A_{d-1}\!\left(\sqrt{1-x^2}\right) \cdot \frac{1}{\sqrt{1-x^2}} = \frac{2\pi^{(d-1)/2}}{\Gamma((d-1)/2)} \cdot \left(\sqrt{1-x^2}\right)^{d-2} \cdot \frac{1}{\sqrt{1-x^2}}

= \frac{2\pi^{(d-1)/2}}{\Gamma((d-1)/2)} \cdot (1-x^2)^{(d-2)/2} \cdot (1-x^2)^{-1/2}

= \frac{2\pi^{(d-1)/2}}{\Gamma((d-1)/2)} \cdot (1-x^2)^{(d-3)/2}

(We combined the exponents: $\frac{d-2}{2} - \frac{1}{2} = \frac{d-3}{2}$ .)

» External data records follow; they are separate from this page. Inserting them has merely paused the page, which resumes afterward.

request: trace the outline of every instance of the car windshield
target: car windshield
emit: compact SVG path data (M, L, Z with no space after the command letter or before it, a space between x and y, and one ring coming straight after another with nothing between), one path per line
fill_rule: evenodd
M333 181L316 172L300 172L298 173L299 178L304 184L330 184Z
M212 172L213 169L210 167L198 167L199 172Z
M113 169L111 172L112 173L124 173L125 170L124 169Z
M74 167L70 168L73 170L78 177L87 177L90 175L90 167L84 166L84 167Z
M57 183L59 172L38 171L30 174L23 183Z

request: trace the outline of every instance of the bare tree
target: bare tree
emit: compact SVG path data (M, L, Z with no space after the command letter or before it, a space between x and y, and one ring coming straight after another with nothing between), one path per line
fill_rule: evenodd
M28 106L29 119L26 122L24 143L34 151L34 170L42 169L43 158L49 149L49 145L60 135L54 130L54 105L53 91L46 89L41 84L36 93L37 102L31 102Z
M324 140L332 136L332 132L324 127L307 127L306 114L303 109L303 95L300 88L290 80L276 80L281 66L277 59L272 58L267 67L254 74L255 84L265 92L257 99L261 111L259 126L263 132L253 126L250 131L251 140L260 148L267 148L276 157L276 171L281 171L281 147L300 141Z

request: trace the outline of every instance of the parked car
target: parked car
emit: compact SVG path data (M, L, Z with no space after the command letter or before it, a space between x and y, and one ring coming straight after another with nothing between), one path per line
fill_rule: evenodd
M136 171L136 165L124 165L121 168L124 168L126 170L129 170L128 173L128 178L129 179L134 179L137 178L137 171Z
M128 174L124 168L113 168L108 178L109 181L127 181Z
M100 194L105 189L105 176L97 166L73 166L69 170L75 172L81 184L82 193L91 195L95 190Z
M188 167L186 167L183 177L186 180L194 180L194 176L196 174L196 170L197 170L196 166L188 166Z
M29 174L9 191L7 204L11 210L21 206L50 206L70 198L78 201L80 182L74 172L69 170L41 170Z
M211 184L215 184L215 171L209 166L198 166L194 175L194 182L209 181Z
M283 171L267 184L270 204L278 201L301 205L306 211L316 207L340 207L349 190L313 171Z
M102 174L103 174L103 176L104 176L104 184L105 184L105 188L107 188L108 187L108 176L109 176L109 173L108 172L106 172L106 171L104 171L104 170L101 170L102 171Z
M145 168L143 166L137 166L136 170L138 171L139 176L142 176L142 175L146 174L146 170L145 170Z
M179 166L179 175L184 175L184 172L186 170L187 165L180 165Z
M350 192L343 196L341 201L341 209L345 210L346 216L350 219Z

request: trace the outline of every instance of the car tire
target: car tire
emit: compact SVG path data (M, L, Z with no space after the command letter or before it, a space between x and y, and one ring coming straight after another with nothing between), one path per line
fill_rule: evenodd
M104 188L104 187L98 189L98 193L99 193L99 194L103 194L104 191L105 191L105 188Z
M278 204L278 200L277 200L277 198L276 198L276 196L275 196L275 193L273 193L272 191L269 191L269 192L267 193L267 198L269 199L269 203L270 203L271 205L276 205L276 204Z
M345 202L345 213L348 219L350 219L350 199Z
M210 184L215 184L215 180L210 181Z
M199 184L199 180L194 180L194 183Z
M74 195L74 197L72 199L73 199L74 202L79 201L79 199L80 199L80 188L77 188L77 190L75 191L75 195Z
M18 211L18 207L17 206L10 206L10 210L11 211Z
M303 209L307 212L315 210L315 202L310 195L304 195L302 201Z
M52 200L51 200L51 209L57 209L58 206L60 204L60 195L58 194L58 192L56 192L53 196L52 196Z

Denominator (total sphere area):

A_d(1) = \frac{2\pi^{d/2}}{\Gamma(d/2)}

Step 5: Simplification

f_X(x) = \frac{\frac{2\pi^{(d-1)/2}}{\Gamma((d-1)/2)} \cdot (1-x^2)^{(d-3)/2}}{\frac{2\pi^{d/2}}{\Gamma(d/2)}}

The $2$ ‘s cancel. For the $\pi$ terms:

\frac{\pi^{(d-1)/2}}{\pi^{d/2}} = \pi^{(d-1)/2 - d/2} = \pi^{-1/2} = \frac{1}{\sqrt{\pi}}

For the $\Gamma$ terms, the denominator’s $\Gamma(d/2)$ moves to the numerator and vice versa:

f_X(x) = \frac{\Gamma(d/2)}{\sqrt{\pi} \cdot \Gamma((d-1)/2)} \left(1-x^2\right)^{(d-3)/2} \qquad \blacksquare

Connection to the Standard Beta Distribution

The standard Beta distribution $\text{Beta}(\alpha, \beta)$ has density on $[0, 1]$ :

g(t; \alpha, \beta) = \frac{\Gamma(\alpha + \beta)}{\Gamma(\alpha)\Gamma(\beta)} \, t^{\alpha - 1}(1 - t)^{\beta - 1}, \quad t \in [0, 1]

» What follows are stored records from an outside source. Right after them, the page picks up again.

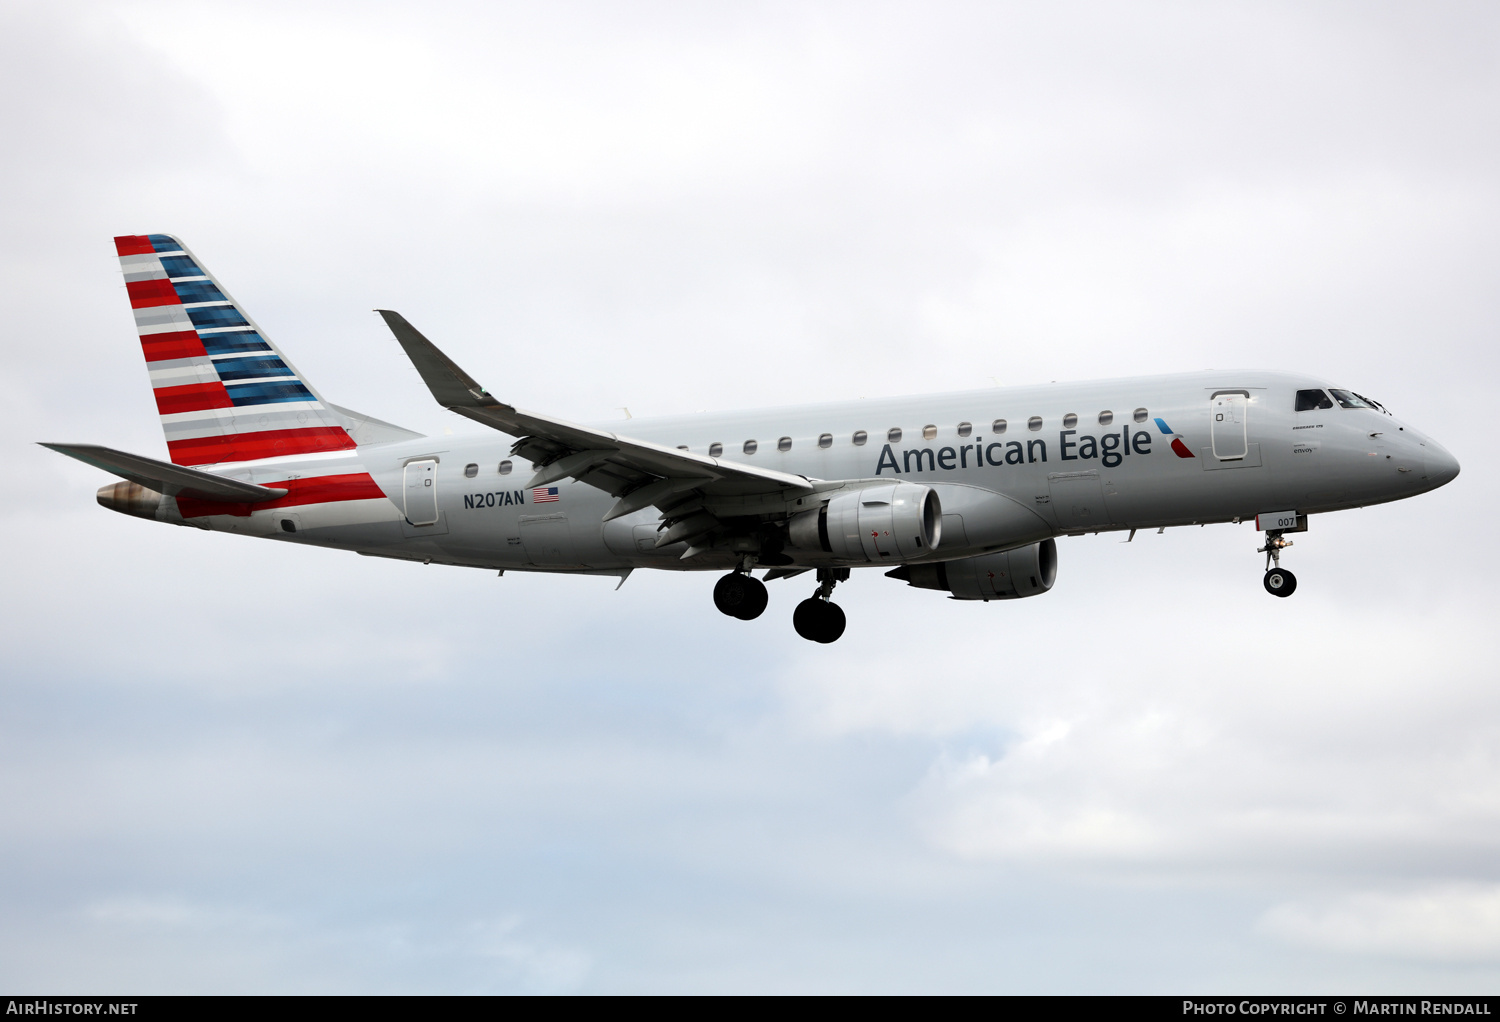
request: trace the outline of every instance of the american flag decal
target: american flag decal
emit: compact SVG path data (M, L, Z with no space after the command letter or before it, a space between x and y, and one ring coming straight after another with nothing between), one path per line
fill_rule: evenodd
M533 504L548 504L556 499L556 486L538 486L531 491L531 502Z

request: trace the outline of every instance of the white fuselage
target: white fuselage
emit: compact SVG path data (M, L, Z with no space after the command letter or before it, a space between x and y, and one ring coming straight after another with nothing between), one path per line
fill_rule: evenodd
M1335 511L1413 496L1457 474L1447 451L1389 414L1337 405L1294 411L1299 388L1322 386L1283 373L1205 372L632 419L629 433L812 480L949 484L943 539L930 560L1048 535ZM825 434L831 441L820 446ZM856 443L860 434L864 442ZM753 453L746 453L747 441L755 442ZM639 567L723 570L736 563L727 549L683 560L681 544L657 547L655 508L603 521L615 498L571 479L550 484L556 499L537 503L527 486L532 465L511 457L511 443L499 433L423 437L208 466L266 486L306 475L367 473L384 496L371 492L189 523L492 569L614 574ZM722 445L722 452L712 445ZM417 480L409 466L429 461L435 464L422 489L410 489ZM963 505L965 493L979 491L1026 509L1027 524L996 540L973 517L986 513L982 502L969 502L968 511L955 506L955 499ZM409 515L411 500L435 502L437 521L411 524L429 517ZM158 517L182 520L169 507Z

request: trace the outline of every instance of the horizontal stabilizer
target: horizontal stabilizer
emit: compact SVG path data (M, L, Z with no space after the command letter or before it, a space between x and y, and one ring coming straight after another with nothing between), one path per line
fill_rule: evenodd
M158 493L170 497L179 494L199 500L225 501L236 504L256 504L263 500L284 497L286 490L274 486L256 486L238 479L225 479L211 472L196 468L173 465L154 458L143 458L139 454L126 454L94 444L42 444L48 450L77 458L85 465L113 472L122 479L139 483Z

with mean $\frac{\alpha}{\alpha+\beta}$ and variance $\frac{\alpha\beta}{(\alpha+\beta)^2(\alpha+\beta+1)}$ .

Mapping from $f_X$ to $\text{Beta}$ . The density $f_X(x) \propto (1 - x^2)^{(d-3)/2}$ lives on $[-1, 1]$ . To see the Beta connection, substitute $t = \frac{x + 1}{2}$ (mapping $[-1, 1] \to [0, 1]$ ):

1 - x^2 = 1 - (2t - 1)^2 = 4t(1 - t)

\Rightarrow (1 - x^2)^{(d-3)/2} = 4^{(d-3)/2}\, [t(1-t)]^{(d-3)/2}

Absorbing the constant $4^{(d-3)/2} \cdot 2$ (Jacobian $dx = 2\,dt$ ) into the normalization:

f_T(t) \propto t^{(d-3)/2}(1 - t)^{(d-3)/2} = t^{\alpha - 1}(1 - t)^{\beta - 1}

with $\alpha = \beta = \frac{d - 1}{2}$ . Therefore:

\boxed{\frac{\boldsymbol{x}_j + 1}{2} \sim \text{Beta}\!\left(\frac{d-1}{2},\, \frac{d-1}{2}\right)}

This is a symmetric Beta distribution (since $\alpha = \beta$ ), centered at $t = 1/2$ (i.e., $x = 0$ ).

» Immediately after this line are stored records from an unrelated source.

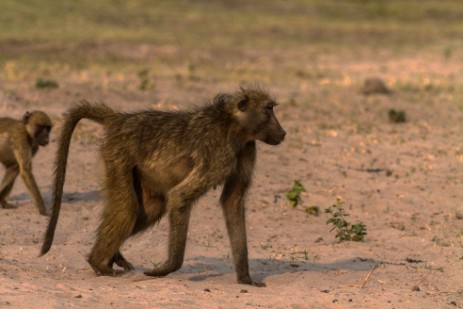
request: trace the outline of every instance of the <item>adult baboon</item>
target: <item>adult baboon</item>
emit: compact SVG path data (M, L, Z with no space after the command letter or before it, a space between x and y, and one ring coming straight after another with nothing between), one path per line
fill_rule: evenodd
M6 201L13 189L16 177L21 174L24 183L32 194L40 214L47 210L39 188L32 175L32 158L39 146L46 146L52 128L50 117L41 111L27 112L22 120L0 118L0 162L6 172L0 184L0 203L2 208L16 208Z
M83 118L103 125L106 206L88 262L98 275L114 274L114 263L131 270L120 253L130 236L169 213L168 258L146 271L165 276L183 263L192 204L223 184L220 197L238 282L253 284L248 269L245 194L256 159L255 140L270 145L286 132L273 112L275 101L258 88L219 94L192 111L119 113L82 102L66 116L55 164L53 212L42 254L53 242L63 193L71 135Z

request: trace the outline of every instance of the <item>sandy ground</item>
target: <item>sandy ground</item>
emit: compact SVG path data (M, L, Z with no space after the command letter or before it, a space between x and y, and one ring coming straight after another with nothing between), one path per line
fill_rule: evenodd
M354 76L362 70L350 69ZM0 308L463 308L463 220L457 218L463 200L462 111L444 92L433 93L433 100L425 94L423 104L407 103L400 91L365 97L359 81L318 98L307 81L269 87L281 101L277 116L288 135L277 147L259 144L247 201L251 275L266 287L236 283L220 188L193 210L179 271L158 279L143 275L166 257L162 220L126 242L123 252L135 271L97 277L85 259L103 204L101 129L83 121L71 147L51 251L38 257L47 218L38 214L21 180L11 197L18 208L0 209ZM19 94L9 94L7 86ZM52 143L34 159L47 199L61 115L79 99L104 100L127 111L170 109L237 87L166 85L153 95L84 83L72 90L66 82L56 90L7 86L0 88L2 116L43 109L56 123ZM314 99L300 104L304 97ZM388 121L388 109L396 106L407 111L407 123ZM298 178L307 192L303 205L291 208L285 192ZM303 211L311 205L323 210L337 196L349 221L366 224L364 242L338 242L327 214Z

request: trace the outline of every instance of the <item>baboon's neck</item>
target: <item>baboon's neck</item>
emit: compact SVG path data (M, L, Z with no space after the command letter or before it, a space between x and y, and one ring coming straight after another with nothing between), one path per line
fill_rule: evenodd
M248 140L246 139L246 132L243 131L229 109L226 103L221 103L207 106L202 112L206 114L206 118L214 126L211 129L220 132L223 143L239 152Z

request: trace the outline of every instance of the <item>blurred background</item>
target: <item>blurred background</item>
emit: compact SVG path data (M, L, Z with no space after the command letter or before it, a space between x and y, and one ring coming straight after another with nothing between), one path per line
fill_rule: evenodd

[!note] Why “Beta” matters The symmetric Beta form tells us that $f_X$ is unimodal, sub-Gaussian, and supported on a compact interval. These properties guarantee that the Lloyd-Max quantizer converges quickly, the codebook can be precomputed exactly, and the Panter-Dite formula applies with well-controlled error.